One answer: COVID-19
Locked up, they won’t let me out
I’ve always wanted to write a blog – but I’ve never thought people would actually want to hear anything I say. I’ve also not had much time. One thing I ultimately suck at, is time management. I am far too easily distracted with notions of the pub and other fun activities. Procrastination level: expert (if my supervisors are reading this – that’s totes a joke, honest).
Lately though I’ve had a change of heart with the whole blog stuff. Perhaps you guys want a distraction just as much as me – and why the hell not share some experiences with each other. Everyone’s whole life experience is based on making mistakes – and believe me, I have made a lot. So I’m going to use this blog platform to share some trials and tribulations of doing a PhD in general, as well as other life events and anecdotes that might just make you smile, laugh, or cry. Hopefully not the latter though – or if I must, at least let it be through laughter. I do that a lot and it’s entirely embarrassing. I can watch the saddest film, and nope, not a tear shed. Rock hard heart me. Tell me a half decent joke though and I’ll have mascara down my cheeks quicker than your uncle starts dad dancing at your wedding reception. I realise waterproof mascara would help – but that sh*t hurts when trying to take it off at night.
Anyway, I digress. This whole lockdown has given me a bit of time to get a domain set up and a chance to get my head around the layout of the site. Not as confusing as I’d imagined – but not quite an expert.
On the note of lockdown, anyone else feeling a bit crap being stuck inside? Aye, me too. Bored is an understatement. And I watch all these zombies and conspiracy theory believers going about their business as usual, stomping down to Strathclyde park for a weekend gander – and I want nothing more than to choke some sense into them. Can’t tell you how many morons I’ve deleted on Facebook since this started. It’s rather refreshing not listening to their bull**** on a daily basis. And then there’s wee Davie on BBC news slapping his tongue all over tins of food in ASDA so that unsuspecting customers pick up all his germs – and wonders why he’s being arrested for winching (kissing) a tin of heinz beans. In all honesty, I’d be worried about more than Covid-19 from you Dave. I believe in Scotland, he would be referred to as a fanny.

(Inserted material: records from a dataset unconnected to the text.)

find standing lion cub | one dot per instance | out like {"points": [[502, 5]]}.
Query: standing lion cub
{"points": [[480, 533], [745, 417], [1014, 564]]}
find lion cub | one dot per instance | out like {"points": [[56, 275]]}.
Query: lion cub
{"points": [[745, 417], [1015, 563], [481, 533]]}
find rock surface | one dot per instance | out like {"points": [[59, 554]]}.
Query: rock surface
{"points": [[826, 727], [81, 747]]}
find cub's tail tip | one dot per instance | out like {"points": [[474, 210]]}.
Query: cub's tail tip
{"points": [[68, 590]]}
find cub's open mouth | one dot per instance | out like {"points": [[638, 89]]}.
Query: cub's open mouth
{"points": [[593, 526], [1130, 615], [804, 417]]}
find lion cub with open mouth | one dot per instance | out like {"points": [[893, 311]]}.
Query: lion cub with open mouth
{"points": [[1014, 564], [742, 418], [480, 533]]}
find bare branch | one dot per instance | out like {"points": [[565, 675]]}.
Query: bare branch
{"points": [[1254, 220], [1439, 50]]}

It really is a strange time to be alive. If someone had said 10 years ago that in 10 years time: Donald Trump would be in charge of the most powerful country in the world, Boris Johnston would be Prime Minister of the UK, a lethal coronavirus close to that of Spanish Flu would be unleashed from a guy eating a bat in China – killing millions of people across the world, leading to an almost global lockdown where people think the best form of defence is to stock-pile toilet roll to the point people are recommending coffee filters as a replacement. You’d be guiding them into the straight jacket in a heartbeat!
And why toilet roll? I get the rice and pasta thing – but toilet roll? I mean, diarrhoea is not a symptom of this virus. Ok Linda, when your pal says they’re shitting themselves, they are not meaning literally. Humanity is woeful at times.
Let’s not forget the positive occurrences during these harsh times, and a huge thanks to the essential workers. The doctors, nurses, carers, scientists and researchers, the cleaning staff, posties, bin men, shop assistants, prison and police officers, and many, many more. You are the reason this country is still functioning. Some have already given their lives to help those more in need, with elderly patients giving up their medical equipment in order to save the life of those yet to have a long and meaningful life such as they have. The unsung heroes of this outbreak need a voice amidst all the negativity. I for one will be at my door applauding every Thursday at 8pm for our wonderful NHS staff – and no Donald, you cannot buy it – p*ss off. Here’s hoping Bojo appreciates our health system a tad more after this.
So that’s my aim here folks – to vent, to rant, and to (hopefully) cheer you up. Stay tuned for my first subject-aimed blog, I realise this one’s been a bit of a car crash.
To all those following the guidelines – thank you. To those who are not, remember the whole point of this social distancing (the non-essential folks), is so that the essential folks who are sometimes forced to work in close proximity of others – can continue to work and do so knowing that they are less at risk because us lot had the common sense to stay in the house.